Commentary
Video
The resident in the Department of Neurology at NYU Langone Health discussed the preliminary findings of a 9-month study on lecanemab recently presented at the 2025 AAN Annual Meeting. [WATCH TIME: 2 minutes]
WATCH TIME: 2 minutes
“Before we make any big claims or conclusions, we need to have more time for treatment. We also need to recruit more patients too. There are a lot of unanswered questions, and in order to feel confident in any takeaways, we need more data.”

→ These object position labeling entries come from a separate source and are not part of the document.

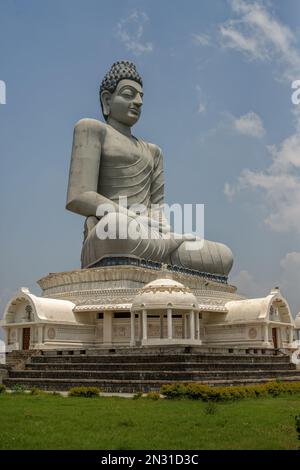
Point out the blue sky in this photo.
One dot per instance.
(217, 81)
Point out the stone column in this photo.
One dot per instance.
(161, 318)
(192, 325)
(183, 325)
(107, 327)
(186, 329)
(132, 328)
(197, 326)
(266, 333)
(40, 334)
(145, 337)
(170, 326)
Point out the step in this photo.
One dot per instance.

To assess patient outcomes with lecanemab (Leqembi; Eisai), an FDA-approved treatment for Alzheimer disease (AD), researchers recently established a 5-member neurology review committee modeled after a tumor board approach. This group, based at the Pearl Barlow Center for Memory Evaluation & Treatment, met regularly to unanimously approve patients for treatment based on strict eligibility criteria. These included confirmed AD diagnosis via CSF or Amyvid PET, Mini-Mental State Examination (MMSE) more than 20, Clinical Dementia Rating (CDR) of 0.5–1, APOE genotyping, fewer than 4 microhemorrhages on MRI, and no concurrent anticoagulant or immunomodulatory use or active cancer. MRI monitoring was conducted before the 5th, 7th, and 14th infusions to track potential complications such as ARIA.

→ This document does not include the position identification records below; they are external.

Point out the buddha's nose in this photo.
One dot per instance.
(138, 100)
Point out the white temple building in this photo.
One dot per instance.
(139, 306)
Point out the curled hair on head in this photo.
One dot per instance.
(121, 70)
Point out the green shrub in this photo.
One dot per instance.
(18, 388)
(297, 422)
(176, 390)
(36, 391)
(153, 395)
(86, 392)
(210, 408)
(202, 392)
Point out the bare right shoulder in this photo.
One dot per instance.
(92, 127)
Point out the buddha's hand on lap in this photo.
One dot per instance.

Over the first 9 months of treatment, cognitive decline appeared modest and aligned with outcomes reported in the phase 3 Clarity AD trial (NCT03887455). At baseline, patients had a mean CDR of 0.73 and MMSE of 24.13. Over time, CDR scores remained relatively stable at 0.70 (± .27) at 3 months (P = .03), 0.72 (± .25) at 6 months (P = .05), and increased slightly to 0.85 (± .24) at 9 months (P = .08). MMSE scores were 24.4 (± 3.23) at 3 months (P = .077), 23.4 (± 3.91) at 6 months (P = .067), and declined more noticeably to 21.65 (± 3.69) at 9 months (P = .003). Amyloid-related imaging abnormalities (ARIA)-edema and ARIA-hemorrhage events were most common early in treatment, affecting up to 11 patients at 6 months, particularly those with the APOE4 allele. Researchers noted that 8 patients discontinued therapy during the study, but no deaths were linked to lecanemab.1,2
These results were recently presented at the 2025 American Academy of Neurology (AAN) Annual Meeting, held April 5-9, in San Diego, California, by lead author Philip Kuball, MD, a resident in the Department of Neurology at NYU Langone Health. In a conversation with with NeurologyLive®, Kuball outlined the early experience with lecanemab treatment in the patient cohort and discussed the value of implementing a review committee to monitor safety and track outcomes. Although the early findings showed some patients experienced slowed decline or transient cognitive improvement, Kuball stressed that more time and a larger patient population may be needed before drawing definitive conclusions.